Earnings beats don't protect you in a bear market
AMD beat Q3 estimates and still crashed 22% after hours because guidance disappointed. In a risk-off environment, the market prices forward earnings, not backward beats. When the macro backdrop is deteriorating, even good companies get repriced violently.
Hidden revenue dependencies create asymmetric risk
Crypto mining was 10% of AMD's Q1 revenue and collapsed to "negligible" by Q3. If a meaningful portion of a company's revenue comes from a volatile, unpredictable source, that's a risk that should be sized accordingly—not dismissed because the core business is strong.
Beta is not a free lunch
AMD outperformed the S&P 500 by 16.5 percentage points over this period—but delivered a total return of just 2.6% while subjecting the holder to a 48% drawdown. High-beta stocks can create the illusion of alpha when the real driver is just amplified market moves. Understand whether your returns come from stock selection or from leveraged exposure to market direction.

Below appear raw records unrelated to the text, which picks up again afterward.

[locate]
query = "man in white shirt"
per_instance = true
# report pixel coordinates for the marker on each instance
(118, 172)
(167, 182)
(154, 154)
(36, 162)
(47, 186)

The best long-term thesis can still produce a terrible trade
AMD in 2018 was everything a growth investor wanted: superior products, gaining share, visionary CEO. The stock would eventually reach $160 by 2021. But from July to December 2018, the combination of crypto GPU collapse, Fed tightening, and trade war fears turned a correct long-term thesis into a round trip to nowhere. Being right about the company doesn't make you right about the trade.